И ссы́пали у костра. И пока Гаврила Нилыч варил из мелочовки, надерганной Перелюбой, уху, Иван и Пашка, пристроившись с краешку, подсушили, нажарили шишек и обнесли товарищей.
Развлечение. Лакомство.
Азиков сомневался, надо ли здесь делать замет. Перелюба сказал: «Дохлый. Надо уходить», а Евдокимыч считал, не убудет, стоит попробовать, раз пришли.
Поднялись все-таки. Без настроения. Поставили сеть и вернулись на ночевку на берег.
Утром глянули — пуста. Два-три болезненных, вялых, со взморщенной кожей омуля.
Сердитые, в молчаливом отчуждении, развернулись и отправились назад, как побитые. К себе, в Малое море.
Катер береговой охраны обошел их по выходе из залива. Когда Николай приметил, что катер идет к Хужиру, суматошно засигналил, прося помощи. Охранники остановились. Авария, объяснил Азиков, не дотянем, палец в двигателе треснул, надо, мужики. Катер взял их на буксир и с ветерком протащил до самого Хобоя.
— За мной не заржавеет, — благодарил Николай, пока отвязывались. — Век не забуду. Чтоб мне бабу не завалить.
Обошли в огиб мыс и к вечеру на краю своего моря сделали замет, а ночевать ушли в уютную Улах-Хушинскую губу...

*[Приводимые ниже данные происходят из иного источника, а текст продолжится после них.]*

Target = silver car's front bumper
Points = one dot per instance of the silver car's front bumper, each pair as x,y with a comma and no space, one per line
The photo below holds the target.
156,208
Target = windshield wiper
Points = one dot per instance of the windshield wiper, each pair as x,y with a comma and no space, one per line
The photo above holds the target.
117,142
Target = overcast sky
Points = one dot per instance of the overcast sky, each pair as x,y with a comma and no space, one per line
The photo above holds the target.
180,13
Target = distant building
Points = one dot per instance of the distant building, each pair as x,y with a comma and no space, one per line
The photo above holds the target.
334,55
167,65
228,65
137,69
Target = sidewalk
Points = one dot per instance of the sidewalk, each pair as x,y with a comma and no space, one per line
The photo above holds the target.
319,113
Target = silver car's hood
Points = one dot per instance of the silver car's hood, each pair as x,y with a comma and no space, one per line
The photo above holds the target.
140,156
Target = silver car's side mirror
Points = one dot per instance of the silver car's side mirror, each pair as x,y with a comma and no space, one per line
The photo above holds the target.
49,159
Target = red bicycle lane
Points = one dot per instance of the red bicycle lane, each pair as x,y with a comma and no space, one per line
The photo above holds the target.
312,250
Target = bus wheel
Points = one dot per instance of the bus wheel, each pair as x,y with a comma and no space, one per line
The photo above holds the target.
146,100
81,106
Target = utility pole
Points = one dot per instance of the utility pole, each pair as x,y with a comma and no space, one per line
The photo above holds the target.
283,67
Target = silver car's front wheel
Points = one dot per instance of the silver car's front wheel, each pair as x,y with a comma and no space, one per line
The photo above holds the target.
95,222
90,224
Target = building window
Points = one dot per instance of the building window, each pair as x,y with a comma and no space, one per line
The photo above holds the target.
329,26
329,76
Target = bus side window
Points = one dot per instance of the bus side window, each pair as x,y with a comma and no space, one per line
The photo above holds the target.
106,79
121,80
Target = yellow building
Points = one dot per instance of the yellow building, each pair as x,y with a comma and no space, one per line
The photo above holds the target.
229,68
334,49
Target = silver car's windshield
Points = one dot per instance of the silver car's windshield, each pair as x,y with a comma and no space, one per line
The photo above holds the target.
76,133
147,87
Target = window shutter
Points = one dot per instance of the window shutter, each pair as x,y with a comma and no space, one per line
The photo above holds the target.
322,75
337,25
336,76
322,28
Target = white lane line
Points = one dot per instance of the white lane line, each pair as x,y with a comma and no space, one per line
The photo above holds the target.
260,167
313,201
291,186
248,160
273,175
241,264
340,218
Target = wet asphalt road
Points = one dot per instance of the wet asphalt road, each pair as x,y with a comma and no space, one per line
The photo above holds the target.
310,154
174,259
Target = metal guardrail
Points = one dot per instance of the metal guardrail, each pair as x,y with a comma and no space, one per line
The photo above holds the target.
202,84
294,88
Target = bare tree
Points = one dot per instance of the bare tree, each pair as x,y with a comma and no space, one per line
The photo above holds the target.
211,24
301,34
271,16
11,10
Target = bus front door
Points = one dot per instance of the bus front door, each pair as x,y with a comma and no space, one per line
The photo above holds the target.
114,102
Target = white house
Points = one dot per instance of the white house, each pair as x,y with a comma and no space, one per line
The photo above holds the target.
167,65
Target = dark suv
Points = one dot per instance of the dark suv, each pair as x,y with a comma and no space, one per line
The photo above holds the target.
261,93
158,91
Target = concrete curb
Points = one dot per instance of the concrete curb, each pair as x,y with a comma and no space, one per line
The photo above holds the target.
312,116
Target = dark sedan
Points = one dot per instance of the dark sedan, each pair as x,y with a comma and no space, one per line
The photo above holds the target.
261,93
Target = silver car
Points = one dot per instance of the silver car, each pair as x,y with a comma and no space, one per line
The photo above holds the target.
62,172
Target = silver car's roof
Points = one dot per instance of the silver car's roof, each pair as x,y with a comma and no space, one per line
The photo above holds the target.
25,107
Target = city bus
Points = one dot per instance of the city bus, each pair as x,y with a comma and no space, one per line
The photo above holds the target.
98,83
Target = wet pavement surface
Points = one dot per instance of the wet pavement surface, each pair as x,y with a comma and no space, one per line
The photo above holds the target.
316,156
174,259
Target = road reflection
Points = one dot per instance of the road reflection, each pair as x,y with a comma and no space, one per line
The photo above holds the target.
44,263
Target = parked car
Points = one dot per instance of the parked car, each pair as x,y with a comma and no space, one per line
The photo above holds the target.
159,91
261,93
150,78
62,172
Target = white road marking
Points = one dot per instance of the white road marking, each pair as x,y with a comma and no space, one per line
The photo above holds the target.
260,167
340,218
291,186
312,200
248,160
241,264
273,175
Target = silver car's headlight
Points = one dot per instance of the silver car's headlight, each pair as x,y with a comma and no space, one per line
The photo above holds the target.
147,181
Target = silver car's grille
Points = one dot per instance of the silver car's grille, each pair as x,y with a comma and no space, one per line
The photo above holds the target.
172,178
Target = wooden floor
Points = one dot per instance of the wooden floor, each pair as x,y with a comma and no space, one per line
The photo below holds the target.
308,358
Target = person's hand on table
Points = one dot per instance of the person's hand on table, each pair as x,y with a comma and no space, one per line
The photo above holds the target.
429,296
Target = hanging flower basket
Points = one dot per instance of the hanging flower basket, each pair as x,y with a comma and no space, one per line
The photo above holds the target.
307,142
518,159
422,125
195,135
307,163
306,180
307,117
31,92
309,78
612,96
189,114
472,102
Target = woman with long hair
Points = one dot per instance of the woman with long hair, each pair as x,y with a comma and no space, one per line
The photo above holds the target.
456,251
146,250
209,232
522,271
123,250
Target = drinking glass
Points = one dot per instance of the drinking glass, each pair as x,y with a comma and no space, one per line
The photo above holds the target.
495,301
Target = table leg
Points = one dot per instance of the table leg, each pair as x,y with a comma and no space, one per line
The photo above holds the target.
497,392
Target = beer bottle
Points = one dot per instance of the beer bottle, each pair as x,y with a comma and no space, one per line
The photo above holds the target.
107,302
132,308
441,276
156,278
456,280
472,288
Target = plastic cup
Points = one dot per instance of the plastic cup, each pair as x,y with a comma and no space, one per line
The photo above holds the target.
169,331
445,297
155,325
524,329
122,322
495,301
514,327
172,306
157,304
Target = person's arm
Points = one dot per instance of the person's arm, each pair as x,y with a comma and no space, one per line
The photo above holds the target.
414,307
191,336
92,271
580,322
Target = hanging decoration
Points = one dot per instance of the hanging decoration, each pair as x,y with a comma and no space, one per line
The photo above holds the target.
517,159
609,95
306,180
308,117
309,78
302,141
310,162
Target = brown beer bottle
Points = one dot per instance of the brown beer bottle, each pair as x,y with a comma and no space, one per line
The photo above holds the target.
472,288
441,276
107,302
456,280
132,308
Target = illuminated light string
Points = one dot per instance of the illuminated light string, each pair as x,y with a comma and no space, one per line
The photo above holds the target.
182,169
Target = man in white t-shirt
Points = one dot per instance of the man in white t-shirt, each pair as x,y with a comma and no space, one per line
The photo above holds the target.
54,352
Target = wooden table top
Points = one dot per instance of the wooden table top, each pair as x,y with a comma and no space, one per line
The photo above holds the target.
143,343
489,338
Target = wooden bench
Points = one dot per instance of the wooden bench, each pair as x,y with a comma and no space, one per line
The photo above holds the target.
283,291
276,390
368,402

— Гаврила, стол! Чтоб как на свадьбе!
— Есть, Коля! Момент!
— Во где рыба твоя. Остобрыдила!
— Ой, Коля. Может, ушицу все ж. Знатную сделаю, добрую ушицу.
— Делай, — говорил, не глядя на него, Николай. — А я тебя за борт выкину. Делай.
Подгадав под сдачу улова, рыбакам вместе с продуктами завезли «Перцовую».
Хлеб и сахар сгрузили и разнесли мгновенно, а настойка не расходилась. Продавец, приехавший со спиртным, натурой брать отказался, не желал отпускать и в долг, а наличных денег рыбакам, уходящим в море, жены, естественно, не дают.
Ох и галдеж поднялся. Чуть машину на запчасти не разнесли.
Иван, насмотревшись да наслушавшись, решил посильно выручить товарищей — из сэкономленных за дорогу десять рублей своей бригаде выложил и еще десять — в долг тем, кому Азиков присоветовал.
Кто-то вслед за ним тоже расщедрился, ну и постепенно отоварились.
Утихомирились.
Выкупили сколько смогли и отправились бражничать, поминая Ивана как родного сына.
— Стол, пеночник! Живо!
Гаврила Нилыч минуту повздыхал, потом вздернул себя и засуетился.
— Ружье возьму. Авось кого подстрелю.
— Не дури, — сказал Пашка. — Где? Кого?
— Не твоего ума дело. Ты давай костер разжигай.
— Пять минут, — ограничил Азиков. — Выдыхается.
— Ну, Коля. Народ мясного просит. Праздник.
— Пять, слышал? Пять!
Гаврила Нилыч охнул, подхватился и побежал, смешно карабкаясь по камням на скалистый взгорок.
Ржагин и Пашка занялись костром, Евдокимыч сходил по трапу на бот и принес приемник и копченого омуля по штуке на каждого. Перелюба поставил греть воду.
Бригады, растянувшись вдоль берега, сбились в кучки возле своих кострищ. Потянуло вкусным дымком.